The day after our wedding, my husband and I took an evening trip to a local hospital so a general practitioner could check me out. The doctor did a general palpation inspection of the breast, and confidently informed me that there was indeed a lump, but it was benign. You can tell, because it felt smooth, hard and it moved around; as in, it wasn’t attached to anything. She explained that I shouldn’t worry too much; that this happens often.
I followed up with an appointment to see an oncologist, the evening I returned to Yogyakarta; the city in which I was working at the time.
This oncologist, similarly to the GP, made an inspection by palpation; a feel of the breast. He grasped the lump and told me it was about 2cm big; but not to worry, it was indeed benign because it was smooth, hard and mobile. I enquired as to whether I should get some further tests; a biopsy or ultrasound. But I was very confidently informed that I shouldn’t worry about it; and that I was smart to have found the lump and come in for a checkup; many women in Indonesia come when it is already too late.
After a chat with my international medical insurance, we agreed I should seek a more thorough diagnosis; and to do that in Singapore. In mid July, my husband and I flew to Singapore with an appointment to see a breast cancer surgeon.
In the 3-4 weeks we had waited to depart, we were delighted to find that we were pregnant. With the excuse of attending appointments and possibly removing the benign lump, I was excited to go to Singapore for a mini holiday with my husband. We had been living on different islands for the better part of a year at that stage for work commitments, and it was nice to get away from it all and spend some time together. And I admit that I felt falsely convinced and confident and unworried that this lump was not anything to be worried about.
This lack of concern made it pretty hard to digest the news the Singapore doctor related to us in a follow up consultation after going in for a biopsy a few days prior. “I’m sorry”, he said, “but unfortunately I don’t have good news.
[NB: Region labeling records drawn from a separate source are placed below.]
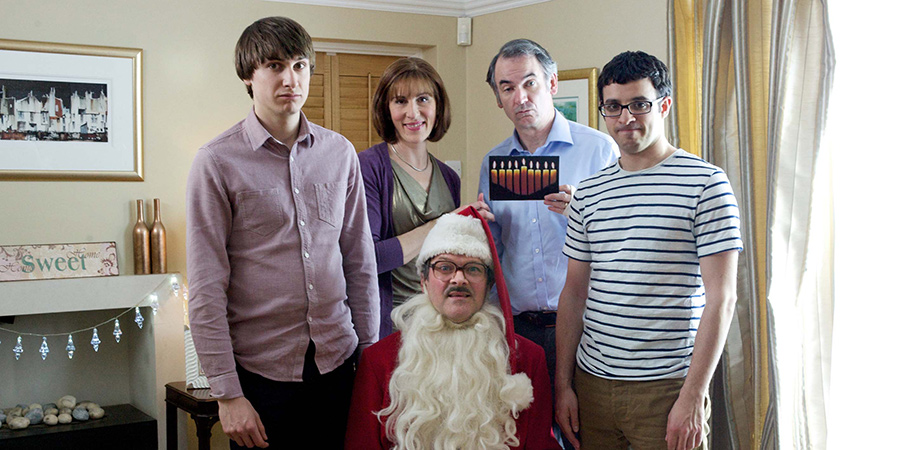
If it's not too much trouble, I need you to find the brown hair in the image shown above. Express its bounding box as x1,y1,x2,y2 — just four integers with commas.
372,58,450,144
234,17,316,98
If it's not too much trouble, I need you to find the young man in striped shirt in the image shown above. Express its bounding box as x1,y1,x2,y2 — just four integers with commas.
556,52,743,450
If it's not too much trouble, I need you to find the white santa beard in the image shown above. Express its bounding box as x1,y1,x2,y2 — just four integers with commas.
378,294,533,450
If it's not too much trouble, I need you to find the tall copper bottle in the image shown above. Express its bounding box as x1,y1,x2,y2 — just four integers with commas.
131,200,150,275
150,198,166,273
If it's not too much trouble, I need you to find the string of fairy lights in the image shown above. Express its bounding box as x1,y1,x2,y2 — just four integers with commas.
0,274,188,361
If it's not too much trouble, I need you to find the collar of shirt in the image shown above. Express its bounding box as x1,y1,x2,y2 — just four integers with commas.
509,110,574,156
244,107,315,151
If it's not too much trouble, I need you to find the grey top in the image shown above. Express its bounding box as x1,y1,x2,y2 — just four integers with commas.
391,155,456,308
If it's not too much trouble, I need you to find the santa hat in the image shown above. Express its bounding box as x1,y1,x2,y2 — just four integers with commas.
416,214,494,276
416,206,518,373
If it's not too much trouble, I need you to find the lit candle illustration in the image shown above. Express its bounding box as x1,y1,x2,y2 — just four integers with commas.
541,161,550,189
512,161,522,194
516,158,528,195
526,161,534,195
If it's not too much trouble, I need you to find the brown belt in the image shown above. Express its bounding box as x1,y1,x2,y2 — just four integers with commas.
516,311,556,328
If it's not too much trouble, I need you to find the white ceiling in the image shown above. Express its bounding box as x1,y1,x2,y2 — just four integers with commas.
269,0,550,17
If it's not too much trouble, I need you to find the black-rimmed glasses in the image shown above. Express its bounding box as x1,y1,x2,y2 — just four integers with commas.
429,261,488,281
597,95,666,117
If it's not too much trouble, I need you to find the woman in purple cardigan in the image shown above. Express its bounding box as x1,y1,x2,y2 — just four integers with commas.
359,58,493,338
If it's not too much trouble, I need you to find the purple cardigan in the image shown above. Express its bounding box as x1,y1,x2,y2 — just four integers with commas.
359,142,459,338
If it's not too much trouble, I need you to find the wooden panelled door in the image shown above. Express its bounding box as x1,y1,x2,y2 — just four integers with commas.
303,52,400,152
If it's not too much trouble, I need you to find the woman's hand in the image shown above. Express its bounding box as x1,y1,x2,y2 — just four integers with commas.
451,193,494,222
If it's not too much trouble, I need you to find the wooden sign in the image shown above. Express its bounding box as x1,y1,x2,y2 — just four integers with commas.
0,242,119,281
488,156,559,200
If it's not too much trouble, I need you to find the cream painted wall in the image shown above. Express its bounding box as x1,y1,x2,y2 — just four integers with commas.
0,0,666,448
0,0,466,274
462,0,668,199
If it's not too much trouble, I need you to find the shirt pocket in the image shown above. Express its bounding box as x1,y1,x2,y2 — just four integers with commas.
315,181,347,228
237,189,284,236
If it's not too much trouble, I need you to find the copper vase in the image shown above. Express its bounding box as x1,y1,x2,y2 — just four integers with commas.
150,198,166,273
131,200,150,275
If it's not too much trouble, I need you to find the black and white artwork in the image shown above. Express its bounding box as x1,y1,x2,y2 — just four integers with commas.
0,78,110,142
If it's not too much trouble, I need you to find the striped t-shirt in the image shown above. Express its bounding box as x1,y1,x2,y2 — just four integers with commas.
563,149,743,380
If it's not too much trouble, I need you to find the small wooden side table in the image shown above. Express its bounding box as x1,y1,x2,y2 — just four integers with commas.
166,381,219,450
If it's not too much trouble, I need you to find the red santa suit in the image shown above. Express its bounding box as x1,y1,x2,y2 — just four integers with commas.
344,207,560,450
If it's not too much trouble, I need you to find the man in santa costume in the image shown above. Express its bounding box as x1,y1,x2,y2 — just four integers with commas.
345,208,559,450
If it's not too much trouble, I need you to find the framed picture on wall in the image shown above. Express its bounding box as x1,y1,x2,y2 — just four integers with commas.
0,39,143,181
553,67,599,129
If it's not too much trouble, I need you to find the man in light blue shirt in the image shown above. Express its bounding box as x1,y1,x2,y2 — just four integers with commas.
478,39,619,446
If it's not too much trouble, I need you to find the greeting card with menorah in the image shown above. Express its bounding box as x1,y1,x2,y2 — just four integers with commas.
488,156,559,200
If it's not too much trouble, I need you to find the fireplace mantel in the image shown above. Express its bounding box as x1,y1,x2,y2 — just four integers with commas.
0,274,185,448
0,274,173,316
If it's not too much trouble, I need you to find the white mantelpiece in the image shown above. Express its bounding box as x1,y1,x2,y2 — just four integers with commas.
0,274,185,449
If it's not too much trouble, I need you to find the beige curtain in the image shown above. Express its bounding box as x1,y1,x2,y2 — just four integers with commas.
669,0,834,449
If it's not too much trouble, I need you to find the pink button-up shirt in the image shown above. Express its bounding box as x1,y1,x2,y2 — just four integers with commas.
187,110,379,398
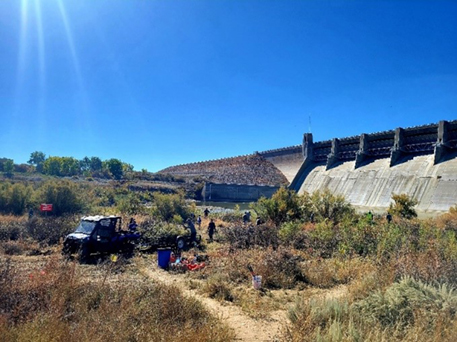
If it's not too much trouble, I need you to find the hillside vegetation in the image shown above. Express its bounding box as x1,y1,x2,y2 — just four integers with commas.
0,183,457,341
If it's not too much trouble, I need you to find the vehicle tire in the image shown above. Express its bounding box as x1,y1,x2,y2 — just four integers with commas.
78,246,89,264
176,237,187,249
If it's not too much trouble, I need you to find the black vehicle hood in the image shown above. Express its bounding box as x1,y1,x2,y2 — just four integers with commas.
66,233,89,240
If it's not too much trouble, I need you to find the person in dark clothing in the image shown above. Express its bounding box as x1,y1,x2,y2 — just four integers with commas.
208,219,216,242
129,217,138,232
184,218,197,242
386,213,392,223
You have cancer.”
I remember going very numb; like my brain had shut down. I was trying to stay composed and take in all the detail the doctor was relating to me. Stuff about getting my permission for pathology to do further tests to identify what type of cancer. And if it was this kind of cancer, I would need to have this kind of treatment. If it was that kind of cancer, I’d be looking at that kind of treatment plus some other stuff afterward. The whole time I was so conscious of my very new husband sitting next me. His English is good, but I knew the pace and language the doctor was speaking at would have eluded his ability to grasp all the content. The more devastating part of it all was the doctor strongly advising terminating our pregnancy. He was a “no risk” guy. “When we will be focused on caring for this pregnancy, we will be putting you in higher risk” he said. “And what is important here, is preservation of your life. And best not to put that at further risk.”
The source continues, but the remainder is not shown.